ContinuousCallback in DifferentialEquations.jl for the The Izhikevich Model

Greetings,
Is it possible to get the The Izhikevich Model to work with ContinuousCallback as the DiscreteCallback is not accurate near the zero-crossing.

# function reset!(integrator)
   # @show integrator.u[1], integrator.t
   # ...
(integrator.u[1], integrator.t) = (34.809473582040724, 2.596486286807452)
(integrator.u[1], integrator.t) = (32.229505727923915, 4.047660542741739)
(integrator.u[1], integrator.t) = (35.37791747113174, 5.655299412290314)
(integrator.u[1], integrator.t) = (36.029091214255416, 7.463878908313585)
(integrator.u[1], integrator.t) = (36.72604067495955, 9.567043050470012)
(integrator.u[1], integrator.t) = (31.099456800827046, 12.166997959461202)
...

I tried to change the parameters in this call:

cb =ContinuousCallback(thr, reset!;
    idxs = 1,
    interp_points = 2,
    abstol = eps(), reltol = 0, 
   )

but i always get:

┌ Warning: dt(5.684341886080802e-14) <= dtmin(5.684341886080802e-14) at t=2.8496719219500215, and step error estimate = 52.62708532815521. Aborting. There is either an error in your model specification or the true solution is unstable.

Here is the full code:

using DifferentialEquations
function izh!(du, u, p, t)
    a, b, c, d, I = p
    du[1] = 0.04 * u[1]^2 + 5.0 * u[1] + 140.0 - u[2] + I
    du[2] = a * (b * u[1] - u[2])

end
function thr(u, t, integrator)
    integrator.u[1] -30.0
end
function reset!(integrator)
    @show integrator.u[1], integrator.t
    integrator.u[1] = integrator.p[3]
    integrator.u[2] += integrator.p[4]
end
cb =ContinuousCallback(thr, reset!;
    idxs = 1,
    interp_points = 2,
    abstol = eps(), reltol = 0, 
   )
 solvers=[Tsit5()#= ,BS3() ,Rodas5(), ABDF2() ,  QNDF2() , Trapezoid() ,  TRBDF2()  , Rosenbrock23() =#]

for alg in solvers
    p = [0.02, 0.2, -50, 2.0, 10.0]
    u0 = [-60.0, p[2] * -60.0]
    tspan = (0.0, 300)
    prob = ODEProblem(izh!, u0, tspan, p , callback = cb)
    sol = solve(prob,alg,reltol=1e-3,abstol=1e-3);
end

many thanks!

I’m not sure exactly the answer, but invoking ModelingToolkit gives some magic that seems to work…

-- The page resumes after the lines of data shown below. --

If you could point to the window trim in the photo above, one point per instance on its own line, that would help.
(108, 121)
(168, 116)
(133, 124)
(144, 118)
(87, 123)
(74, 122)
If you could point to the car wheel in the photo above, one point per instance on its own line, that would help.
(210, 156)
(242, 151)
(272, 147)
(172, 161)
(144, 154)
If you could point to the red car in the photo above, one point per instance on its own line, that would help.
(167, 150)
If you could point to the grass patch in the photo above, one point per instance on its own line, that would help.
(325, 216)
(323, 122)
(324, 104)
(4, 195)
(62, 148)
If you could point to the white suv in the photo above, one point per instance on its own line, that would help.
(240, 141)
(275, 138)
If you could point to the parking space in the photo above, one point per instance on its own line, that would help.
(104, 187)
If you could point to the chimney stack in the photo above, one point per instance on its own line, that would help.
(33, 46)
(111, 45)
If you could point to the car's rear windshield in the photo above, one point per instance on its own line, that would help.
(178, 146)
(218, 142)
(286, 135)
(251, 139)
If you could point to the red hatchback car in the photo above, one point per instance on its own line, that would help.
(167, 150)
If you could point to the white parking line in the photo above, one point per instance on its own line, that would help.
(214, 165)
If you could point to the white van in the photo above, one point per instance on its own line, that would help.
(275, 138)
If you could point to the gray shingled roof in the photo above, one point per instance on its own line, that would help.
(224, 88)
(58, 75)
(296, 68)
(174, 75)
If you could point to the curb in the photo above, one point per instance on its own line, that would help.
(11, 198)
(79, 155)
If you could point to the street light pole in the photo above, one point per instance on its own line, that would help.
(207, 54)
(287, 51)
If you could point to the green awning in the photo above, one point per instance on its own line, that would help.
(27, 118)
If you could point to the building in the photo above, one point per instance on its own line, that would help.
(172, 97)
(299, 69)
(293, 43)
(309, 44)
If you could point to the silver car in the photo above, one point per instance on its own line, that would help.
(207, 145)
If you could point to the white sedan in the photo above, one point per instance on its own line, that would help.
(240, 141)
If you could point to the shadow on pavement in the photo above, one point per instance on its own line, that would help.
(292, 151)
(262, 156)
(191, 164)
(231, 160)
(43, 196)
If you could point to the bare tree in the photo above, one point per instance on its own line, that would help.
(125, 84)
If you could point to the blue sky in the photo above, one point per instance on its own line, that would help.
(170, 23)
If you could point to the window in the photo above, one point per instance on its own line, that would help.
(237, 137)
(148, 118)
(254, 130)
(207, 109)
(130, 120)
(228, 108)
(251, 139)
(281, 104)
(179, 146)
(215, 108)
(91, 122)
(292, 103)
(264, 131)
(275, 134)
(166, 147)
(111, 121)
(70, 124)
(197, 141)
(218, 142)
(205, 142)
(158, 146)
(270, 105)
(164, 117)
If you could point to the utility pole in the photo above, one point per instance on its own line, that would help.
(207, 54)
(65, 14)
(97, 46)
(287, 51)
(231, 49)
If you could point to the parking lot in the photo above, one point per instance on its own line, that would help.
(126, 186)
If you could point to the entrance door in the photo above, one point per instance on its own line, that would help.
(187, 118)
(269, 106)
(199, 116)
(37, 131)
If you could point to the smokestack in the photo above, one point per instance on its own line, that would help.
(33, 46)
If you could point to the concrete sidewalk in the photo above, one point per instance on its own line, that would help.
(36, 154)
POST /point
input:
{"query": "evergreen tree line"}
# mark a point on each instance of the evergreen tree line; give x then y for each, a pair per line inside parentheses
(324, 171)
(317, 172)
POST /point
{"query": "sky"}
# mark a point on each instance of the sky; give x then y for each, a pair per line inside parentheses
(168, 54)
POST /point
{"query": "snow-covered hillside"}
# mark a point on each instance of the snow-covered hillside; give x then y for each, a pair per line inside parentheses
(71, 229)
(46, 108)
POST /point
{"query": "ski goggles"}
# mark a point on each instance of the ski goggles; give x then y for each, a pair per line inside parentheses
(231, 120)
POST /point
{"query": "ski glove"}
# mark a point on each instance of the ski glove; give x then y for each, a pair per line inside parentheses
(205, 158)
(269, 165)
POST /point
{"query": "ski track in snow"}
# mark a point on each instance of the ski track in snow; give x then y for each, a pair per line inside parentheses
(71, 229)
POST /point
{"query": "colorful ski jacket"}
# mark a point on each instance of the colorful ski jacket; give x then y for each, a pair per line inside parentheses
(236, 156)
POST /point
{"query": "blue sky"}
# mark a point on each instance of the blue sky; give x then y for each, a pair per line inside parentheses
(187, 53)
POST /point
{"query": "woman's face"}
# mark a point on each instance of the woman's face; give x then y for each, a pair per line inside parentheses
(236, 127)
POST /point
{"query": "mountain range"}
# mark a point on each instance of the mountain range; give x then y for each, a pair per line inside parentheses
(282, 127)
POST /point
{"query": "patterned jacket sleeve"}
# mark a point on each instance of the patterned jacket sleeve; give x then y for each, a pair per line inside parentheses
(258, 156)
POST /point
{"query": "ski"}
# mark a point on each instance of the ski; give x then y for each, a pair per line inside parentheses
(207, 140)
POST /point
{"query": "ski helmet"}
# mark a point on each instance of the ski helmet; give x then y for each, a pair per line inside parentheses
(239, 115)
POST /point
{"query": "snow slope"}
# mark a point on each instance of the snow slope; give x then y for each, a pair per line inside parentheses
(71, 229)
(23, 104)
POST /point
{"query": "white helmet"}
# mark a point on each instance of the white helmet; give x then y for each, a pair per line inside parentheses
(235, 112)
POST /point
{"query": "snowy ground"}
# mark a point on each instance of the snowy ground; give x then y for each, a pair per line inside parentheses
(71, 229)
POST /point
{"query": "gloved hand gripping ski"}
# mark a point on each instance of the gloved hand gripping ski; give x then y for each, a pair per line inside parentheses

using ModelingToolkit, OrdinaryDiffEq
using ModelingToolkit: t_nounits as t, D_nounits as D
using Plots

pars = @parameters a=0.02 b=0.2 c=-50 d=2.0 I=10.0 
vars = @variables u1(t)=-60 u2(t)=-60*b

eqs = [
    D(u1) ~ 0.04 * u1^2 + 5.0 * u1 + 140.0 - u2 + I
    D(u2) ~ a * (b * u1 - u2)
]

root_eqs = [u1 ~ 30]
affect = [
    u1 ~ c
    u2 ~ Pre(u2) + d
]

@mtkcompile sys = System(eqs, t, vars, pars; continuous_events = root_eqs => affect)
prob = ODEProblem(sys, [], (0, 300))
sol = solve(prob) # Success

Some additional notes: I noticed you were using a loose tolerance of abstol, reltol = 1e-3, 1e-3. Using ModelingToolkitTolerances to run analysis shows this is likely to give high error/residual…

using ModelingToolkitTolerances
resids = analysis(prob, Tsit5())
plot(resids)

Running with tighter tolerances gives what seems to be a good result…

sol = solve(prob, Tsit5(); abstol=1e-9, reltol=1e-12)
plot(sol)

It’s a chaotic system so the analysis of ModelingToolkitTolerances won’t be so accurate as to stepper behavior. But…

You cannot resolve this to eps() after t=1 because machine epsilon is value dependent. So this is just not possible to achieve, and likely the reason why it’s going to not resolve.

Hi,
It turned out that i misued the integrator.u inside the thr function. If I use just u, it works fine. (not sure why)
Another question: the output plot does not contain data at the events

save_positions = (true, true) did not help. saveat works but I want to only save points at events.

Thanks again!

In the continuous callback? integrator.u is the value at integrator.t, where as u is the value at t. The latter is a constant so it’ll never have a root.

adding dense=false solved this issue (would be nicer if save_positions = (true, true) worked though)

Thank you all for your time

To save only at events, just set save_everystep=false and the default save_positions will be fine.